Consented:

Medical Rape Culture and What We Can Do About It

If you are a woman, someone who lives with chronic illnesses, someone who has a diverse body, or someone from a marginalized community, chances are, you have felt disempowered by how healthcare was delivered to you. You might even have been dismissed, misdiagnosed, or gaslit. What’s wrong with medicine? You ask silently. You could feel it, but you couldn’t name it.

Consented is a book project that seeks to diagnose medicine’s illness. By defining an encompassing new term — medical rape culture — it provides a doctor’s examination of the current culture of medicine through the scopes of history, modern-day practices, and personal narratives. Interlaced with true patient stories and Zed’s own journey to becoming a true patient advocate, each chapter names a common medical rape culture tactic and reveals its disguise in history and every exam room today.

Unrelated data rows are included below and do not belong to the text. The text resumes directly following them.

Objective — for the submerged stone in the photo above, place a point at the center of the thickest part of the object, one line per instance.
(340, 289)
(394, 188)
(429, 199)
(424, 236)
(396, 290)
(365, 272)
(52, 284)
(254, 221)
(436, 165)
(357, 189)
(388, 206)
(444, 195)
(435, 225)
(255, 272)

Unlike rape, medical rape culture is not a crime, nor is it the conscious doing of any individual. And both patients and clinicians are victims of it. It is a pervasive and insidious medical environment that trivializes and normalizes the denial of patients’ bodily autonomy. It shares common grounds with homophobia, racism, and sexism.

Some hallmark symptoms include 1) bad treatment consent, 2) patient blaming/gaslighting (including fat-shaming), 3) medical misogyny, 4) body objectification, 5) pathologizing gender/sexual diversity, 6) medical racism, 7) trivializing sexual trauma, and 8) workplace misogyny. 

When books have been written about these topics individually, they often come from voices from “outside” medicine, such as journalists and patients. Inevitably, their views are critical. Consented is the first book project that provides an insider’s dissection of medical education and healthcare delivery and calls for a feminist revolution from within the medical community. Yet it is written from a compassionate and unifying perspective without pinning physicians and patients against each other. In her vulnerable, poignant, passionate, and funny writing style, Zed shares her personal growth as a physician and person.

The historical research of Consented was done through the New England Regional Fellowship Consortium fellowship by the prestigious Massachusetts Historical Society. During this 10-week, full-time research fellowship, Zed accessed archival collections of Harvard University, Harvard Medical School, Brown University, and Smith College.

Represented by Kathryn Wilms from The Rights Factory, the Consented book proposal is ready for submission to editors.